A model statistics report was produced as a result of running the provided model.py code. According to the report, there are six Conv1D layers and three SeparableConv1D layers. Six Dropout layers were counted, as well as nine Dense layers. There is one MultiHeadAttention mechanism present. The total number of parameters is 389284, which is also equal to the number of trainable parameters. The untrained model occupies 1.49 MB of storage.

### Citation to the Original Paper

- Fayyaz H, Strang A, Beheshti R. Bringing At-home Pediatric Sleep Apnea Testing Closer to Reality: A Multi-modal Transformer Approach. Proc Mach Learn Res. 2023 Aug;219:167-185. PMID: 38344396; PMCID: PMC10854997.

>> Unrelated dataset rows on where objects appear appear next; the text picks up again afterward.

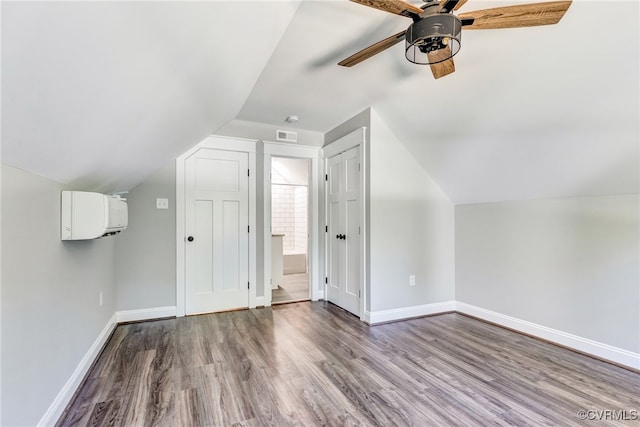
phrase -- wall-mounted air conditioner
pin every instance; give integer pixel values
(86, 215)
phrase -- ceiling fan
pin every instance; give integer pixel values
(434, 36)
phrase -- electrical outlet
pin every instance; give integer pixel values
(162, 203)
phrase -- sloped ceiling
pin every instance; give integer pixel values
(530, 113)
(100, 94)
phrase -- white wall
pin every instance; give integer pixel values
(265, 132)
(146, 250)
(50, 296)
(411, 228)
(571, 264)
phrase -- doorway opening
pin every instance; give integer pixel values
(289, 230)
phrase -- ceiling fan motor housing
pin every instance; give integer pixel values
(438, 32)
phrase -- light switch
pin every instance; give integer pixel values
(162, 203)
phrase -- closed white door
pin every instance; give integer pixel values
(343, 201)
(217, 221)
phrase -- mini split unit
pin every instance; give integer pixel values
(86, 215)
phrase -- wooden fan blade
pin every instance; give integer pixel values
(449, 5)
(399, 7)
(374, 49)
(526, 15)
(460, 4)
(443, 68)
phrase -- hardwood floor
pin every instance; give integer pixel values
(314, 364)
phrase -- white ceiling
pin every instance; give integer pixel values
(100, 94)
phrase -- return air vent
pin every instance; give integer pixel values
(286, 136)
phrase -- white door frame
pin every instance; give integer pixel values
(217, 143)
(279, 149)
(356, 138)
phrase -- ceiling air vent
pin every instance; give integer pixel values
(286, 136)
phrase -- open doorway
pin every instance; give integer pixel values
(289, 230)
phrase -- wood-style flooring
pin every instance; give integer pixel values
(314, 364)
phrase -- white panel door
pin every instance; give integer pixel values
(343, 201)
(217, 218)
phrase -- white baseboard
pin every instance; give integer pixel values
(585, 345)
(383, 316)
(145, 314)
(65, 395)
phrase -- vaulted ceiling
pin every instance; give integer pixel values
(99, 94)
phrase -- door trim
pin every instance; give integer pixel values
(217, 143)
(279, 149)
(356, 138)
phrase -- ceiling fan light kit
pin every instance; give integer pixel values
(430, 34)
(434, 37)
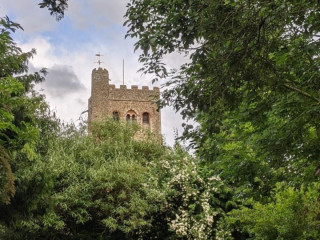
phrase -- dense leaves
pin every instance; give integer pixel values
(252, 84)
(21, 108)
(56, 7)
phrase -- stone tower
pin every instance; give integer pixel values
(123, 104)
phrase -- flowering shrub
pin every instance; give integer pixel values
(188, 199)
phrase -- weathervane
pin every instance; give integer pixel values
(99, 61)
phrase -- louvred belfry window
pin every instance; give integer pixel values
(116, 116)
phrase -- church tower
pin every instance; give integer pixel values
(123, 104)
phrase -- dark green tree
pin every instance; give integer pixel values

### Citation to the Original Paper
- Original Paper: https://github.com/healthylaife/Pediatric-Apnea-Detection

### Architecture
The model architecture is designed for processing sequential data to indentify complex patterns in high-dimensional data spaces. It begins with an input layer that normalizes data per instance, followed by a transformation into a series of patches to simulate a vision Transformer-like mechanism. These patches are then encoded and processed through multiple Transformer encoder layers, which include multi-head attention for capturing contextual relationships, and dense layers with non-linear activation for advanced feature transformation. The architecture utilizes skip connections and layer normalization to stabilize training and enhance learning effectiveness. This setup culminates in a global average pooling layer that prepares a condensed feature representation for the final prediction output, making the model highly capable of handling complex, multi-modal datasets.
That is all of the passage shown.